Can you change the voice of a paragraph from sentence to sentence?
I have this: General Gage was ordered to deploy troops to Massachusetts. He acted on April 18, 1775 with 700 men on Boston Common marching onto the rebel.
Here the "was ordered" is a passive structure. Can you do that and then in the next line change to active again? I prefer to also change voice between paragraphs and sentences. Is this allowed in grammar?
The idea of switching between active and passive voice within a paragraph is not only allowed in grammar, but in my opinion, recommended. I can see where you might be confused however, because of all the lessons learned about not switching verb tenses within a paragraph (or essay) and maintaining a uniform point-of-view. Active and passive voice are not under the same rules of uniformity as verbs and point-of-view.

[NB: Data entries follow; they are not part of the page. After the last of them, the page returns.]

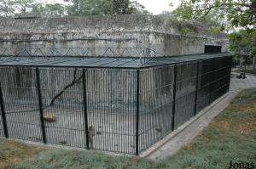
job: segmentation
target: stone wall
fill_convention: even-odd
[[[221,45],[224,34],[210,35],[202,26],[194,35],[180,35],[161,16],[115,15],[68,18],[0,19],[0,47],[149,48],[164,55],[204,53],[204,45]]]

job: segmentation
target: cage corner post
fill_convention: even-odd
[[[197,111],[197,94],[198,94],[198,76],[199,76],[199,65],[200,61],[196,64],[196,77],[195,77],[195,105],[194,105],[194,116],[196,115]]]
[[[173,99],[172,99],[172,131],[174,131],[175,128],[175,105],[176,105],[176,83],[177,83],[177,64],[174,65],[174,72],[173,72]]]
[[[89,130],[88,130],[88,112],[87,112],[87,98],[86,98],[86,78],[85,78],[85,69],[83,69],[83,102],[84,102],[84,123],[85,123],[85,137],[86,137],[86,149],[90,149],[89,144]]]
[[[140,70],[137,70],[136,155],[139,155]]]
[[[4,136],[5,136],[6,138],[9,138],[8,126],[7,126],[7,121],[6,121],[4,101],[3,101],[3,96],[1,82],[0,82],[0,105],[1,105],[1,114],[2,114]]]
[[[45,126],[44,126],[44,108],[43,108],[42,92],[41,92],[41,84],[40,84],[40,72],[39,72],[39,69],[38,67],[36,68],[36,77],[37,77],[37,87],[38,87],[38,106],[39,106],[39,113],[40,113],[42,136],[43,136],[44,144],[47,144]]]

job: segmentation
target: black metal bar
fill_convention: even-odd
[[[215,69],[215,63],[214,63],[214,59],[212,59],[212,62],[210,63],[211,65],[210,65],[210,91],[209,91],[209,103],[208,104],[210,104],[212,103],[212,87],[213,87],[213,73],[214,71],[212,71],[214,69]]]
[[[199,76],[199,64],[200,61],[197,61],[196,68],[196,80],[195,80],[195,107],[194,107],[194,115],[196,115],[197,110],[197,93],[198,93],[198,76]]]
[[[172,131],[174,131],[175,121],[175,104],[176,104],[176,82],[177,82],[177,65],[174,65],[174,77],[173,77],[173,101],[172,101]]]
[[[1,104],[1,112],[2,112],[4,136],[5,136],[5,138],[8,138],[9,133],[8,133],[8,127],[7,127],[7,121],[6,121],[5,108],[4,108],[4,102],[3,102],[1,83],[0,83],[0,104]]]
[[[43,141],[44,144],[46,144],[47,139],[46,139],[45,127],[44,127],[44,109],[43,109],[42,93],[41,93],[41,85],[40,85],[40,74],[39,74],[38,68],[36,68],[36,76],[37,76],[37,87],[38,87],[38,104],[39,104]]]
[[[84,121],[85,121],[85,135],[86,135],[86,148],[90,149],[89,144],[89,130],[88,130],[88,113],[87,113],[87,97],[86,97],[86,78],[85,78],[86,70],[83,69],[83,97],[84,97]]]
[[[139,154],[140,70],[137,70],[136,155]]]

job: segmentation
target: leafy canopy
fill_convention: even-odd
[[[246,48],[256,54],[256,0],[182,0],[172,13],[179,20],[195,20],[226,31],[236,55]]]

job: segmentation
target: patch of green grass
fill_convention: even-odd
[[[0,139],[1,141],[2,139]],[[8,141],[5,141],[8,142]],[[23,146],[23,145],[22,145]],[[26,149],[24,144],[24,148]],[[31,148],[27,148],[31,149]],[[256,89],[241,92],[193,142],[160,161],[107,155],[92,150],[40,149],[18,169],[38,168],[228,168],[230,161],[256,164]],[[0,155],[16,152],[0,147]],[[26,158],[22,159],[25,160]],[[0,157],[1,161],[1,157]]]
[[[0,138],[0,168],[8,168],[14,163],[21,162],[32,158],[43,149],[25,144]]]

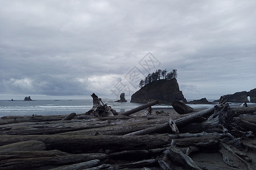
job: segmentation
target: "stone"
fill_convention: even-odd
[[[202,98],[200,100],[195,100],[193,101],[190,101],[187,103],[188,104],[213,104],[212,102],[209,102],[207,99],[205,98]]]

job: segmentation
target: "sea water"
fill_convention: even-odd
[[[136,103],[117,103],[114,100],[102,99],[118,112],[123,112],[137,108],[143,104]],[[241,103],[232,105],[239,107]],[[248,103],[250,104],[250,103]],[[252,104],[256,105],[255,104]],[[188,104],[195,109],[207,109],[215,104]],[[33,101],[0,100],[0,117],[5,116],[30,116],[68,114],[75,112],[84,113],[93,106],[92,99],[88,100],[38,100]],[[152,107],[153,110],[173,109],[171,103],[158,104]]]

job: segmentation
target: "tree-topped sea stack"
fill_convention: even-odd
[[[187,101],[177,82],[177,70],[168,73],[157,70],[141,80],[141,88],[131,96],[131,102],[147,103],[157,100],[159,103],[171,103],[175,100]]]

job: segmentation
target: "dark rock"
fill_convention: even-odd
[[[127,102],[127,100],[125,100],[125,93],[122,93],[120,95],[120,100],[118,100],[117,101],[115,101],[115,102]]]
[[[144,86],[131,96],[131,102],[147,103],[155,100],[159,103],[187,101],[180,91],[177,80],[172,79],[156,80]]]
[[[195,100],[193,101],[190,101],[188,102],[188,104],[213,104],[212,102],[209,102],[206,98],[202,98],[200,100]]]
[[[24,99],[24,101],[32,101],[32,100],[30,98],[30,96],[28,96],[25,97],[25,99]]]
[[[250,102],[256,103],[256,88],[251,90],[249,92]]]

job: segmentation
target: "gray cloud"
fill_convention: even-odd
[[[255,88],[252,1],[1,1],[0,95],[114,98],[151,52],[187,99]]]

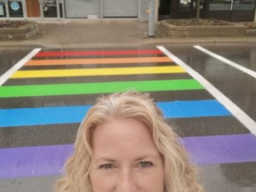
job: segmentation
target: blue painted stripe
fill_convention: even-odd
[[[165,118],[231,116],[220,102],[183,100],[157,102]],[[0,109],[0,127],[80,123],[92,106]]]
[[[196,164],[256,162],[256,137],[252,134],[182,138]],[[59,175],[73,145],[0,149],[0,178]]]

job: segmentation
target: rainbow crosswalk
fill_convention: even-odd
[[[100,94],[131,89],[152,94],[166,119],[235,119],[199,82],[156,48],[41,51],[0,86],[0,134],[19,130],[19,140],[24,139],[22,147],[0,146],[0,178],[60,174],[72,153],[68,137],[75,138],[67,127],[77,124],[77,129]],[[196,99],[191,100],[193,93]],[[57,127],[58,134],[70,142],[45,139],[31,146],[26,140],[26,134],[40,135],[44,129],[44,134],[51,135]],[[24,131],[28,129],[29,132]],[[256,161],[256,139],[249,132],[228,135],[222,135],[220,129],[215,135],[191,132],[196,136],[182,135],[182,143],[198,164]]]

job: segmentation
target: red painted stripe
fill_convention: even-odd
[[[76,55],[134,55],[163,54],[160,50],[116,50],[116,51],[82,51],[82,52],[40,52],[36,57],[76,56]]]

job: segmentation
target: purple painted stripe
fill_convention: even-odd
[[[256,137],[252,134],[183,138],[197,164],[256,162]],[[0,178],[60,174],[73,145],[0,149]]]
[[[0,178],[60,174],[72,151],[71,144],[0,149]]]

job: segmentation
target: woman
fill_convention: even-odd
[[[203,191],[180,140],[147,93],[99,99],[65,168],[55,191]]]

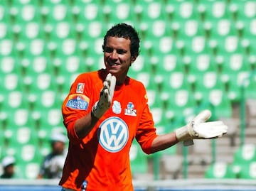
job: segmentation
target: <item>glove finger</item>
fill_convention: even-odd
[[[107,82],[107,83],[110,84],[111,81],[111,77],[112,77],[112,75],[110,73],[107,74],[105,82]]]
[[[210,110],[204,110],[198,114],[195,119],[193,120],[195,124],[198,124],[200,123],[206,121],[211,116],[211,112]]]
[[[114,95],[116,82],[117,82],[117,78],[115,77],[115,76],[114,76],[114,75],[112,76],[111,82],[110,82],[110,87],[111,97],[113,97],[113,95]]]
[[[222,136],[228,132],[228,126],[222,121],[213,121],[202,123],[195,127],[195,131],[199,137],[204,138],[211,138]]]

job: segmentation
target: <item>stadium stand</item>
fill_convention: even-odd
[[[256,144],[252,0],[0,0],[0,159],[14,155],[23,177],[36,178],[50,151],[46,138],[64,128],[60,107],[70,84],[78,73],[102,67],[103,36],[118,22],[140,32],[142,50],[129,75],[144,83],[159,133],[206,108],[213,111],[212,119],[226,120],[232,129],[215,143],[195,142],[188,151],[188,175],[179,145],[149,158],[132,148],[134,175],[159,173],[151,162],[159,158],[161,178],[204,178],[208,166],[207,178],[215,178],[215,172],[217,178],[233,178],[224,170],[242,143],[242,99],[250,117],[245,142]],[[255,160],[235,177],[255,178],[255,171],[248,172],[255,170]]]

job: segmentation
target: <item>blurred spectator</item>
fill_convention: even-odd
[[[40,169],[38,178],[60,178],[66,157],[66,136],[54,133],[50,138],[51,152],[46,156]]]
[[[6,156],[1,162],[3,168],[3,174],[1,178],[15,178],[15,158],[13,156]]]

To put it simply, active voice in a sentence makes the subject of the sentence commit the action. In a passive voice sentence, the subject is acted upon. Within one paragraph, a variety of passive and active sentences may very well still revolve around the same topic.

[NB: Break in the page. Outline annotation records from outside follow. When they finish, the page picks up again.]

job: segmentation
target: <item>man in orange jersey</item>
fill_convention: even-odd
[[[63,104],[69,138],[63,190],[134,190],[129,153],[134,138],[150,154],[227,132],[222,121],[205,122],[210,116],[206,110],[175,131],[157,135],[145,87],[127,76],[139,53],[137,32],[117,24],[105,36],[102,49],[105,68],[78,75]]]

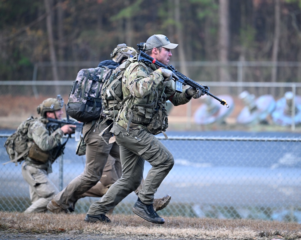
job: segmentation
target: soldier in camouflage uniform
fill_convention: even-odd
[[[111,54],[113,60],[103,61],[100,63],[98,67],[106,66],[112,69],[113,72],[123,61],[130,56],[132,56],[136,53],[136,50],[132,48],[127,47],[124,44],[119,45]],[[108,77],[110,77],[109,76]],[[89,195],[86,195],[86,196],[93,194],[94,195],[101,197],[108,189],[108,187],[113,183],[111,182],[116,181],[121,176],[120,173],[118,178],[115,177],[114,179],[109,179],[109,181],[111,182],[108,185],[104,185],[99,182],[109,155],[115,159],[117,162],[120,163],[120,161],[119,146],[115,142],[108,144],[106,143],[109,142],[112,136],[112,134],[110,132],[111,128],[107,127],[111,125],[112,122],[111,120],[107,120],[103,123],[105,117],[104,114],[102,114],[96,124],[90,122],[85,123],[84,125],[83,134],[85,136],[87,134],[85,138],[86,148],[85,152],[86,162],[84,171],[72,180],[64,189],[56,195],[49,202],[47,208],[51,212],[58,214],[67,213],[68,210],[73,211],[74,210],[75,203],[79,198],[82,197],[83,194],[84,196],[85,193],[87,191],[90,190],[87,193]],[[100,137],[99,134],[106,129],[102,135],[103,139],[106,142],[105,142],[103,139]],[[93,189],[91,189],[92,187]],[[102,189],[100,189],[99,188]],[[93,193],[92,194],[92,192]],[[167,195],[164,198],[157,200],[158,207],[160,209],[165,207],[170,199],[170,196]]]
[[[62,107],[62,102],[58,99],[44,100],[37,108],[41,117],[29,128],[28,138],[34,143],[22,165],[22,171],[23,177],[29,184],[32,204],[25,210],[26,213],[46,211],[47,204],[58,192],[48,174],[52,172],[52,164],[62,153],[61,139],[64,134],[73,132],[71,128],[76,126],[66,124],[54,131],[46,126],[47,118],[61,119],[64,113]]]
[[[154,35],[146,42],[145,53],[167,65],[172,55],[170,49],[177,46],[164,35]],[[174,161],[171,153],[154,135],[168,126],[167,99],[176,106],[205,94],[191,87],[176,92],[173,78],[178,79],[170,70],[143,61],[133,62],[126,70],[122,78],[123,98],[129,94],[132,97],[119,110],[120,116],[110,131],[119,145],[122,176],[99,201],[91,205],[85,221],[110,221],[105,214],[140,184],[146,160],[152,167],[132,210],[147,221],[164,223],[152,204],[154,194]]]

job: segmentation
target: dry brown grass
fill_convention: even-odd
[[[113,214],[109,216],[111,223],[89,223],[83,221],[85,217],[0,212],[0,231],[56,236],[45,239],[58,239],[64,234],[102,236],[89,239],[301,239],[301,225],[296,223],[167,217],[165,223],[159,225],[136,215]]]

Many experts suggest that when writing argumentatively, sentences written in active voice tend to sound stronger and more authoritative. This is mostly true, in my opinion, and I very often make suggestions for student writing to reflect this. Active voice sentences can also be kept much shorter, which drives a point home quicker. However, an entire essay full of sentences written only in the active voice, could very well come across as simplistic, elementary, and lacking complexity of thought.
Your example sounds great so far. Keep going!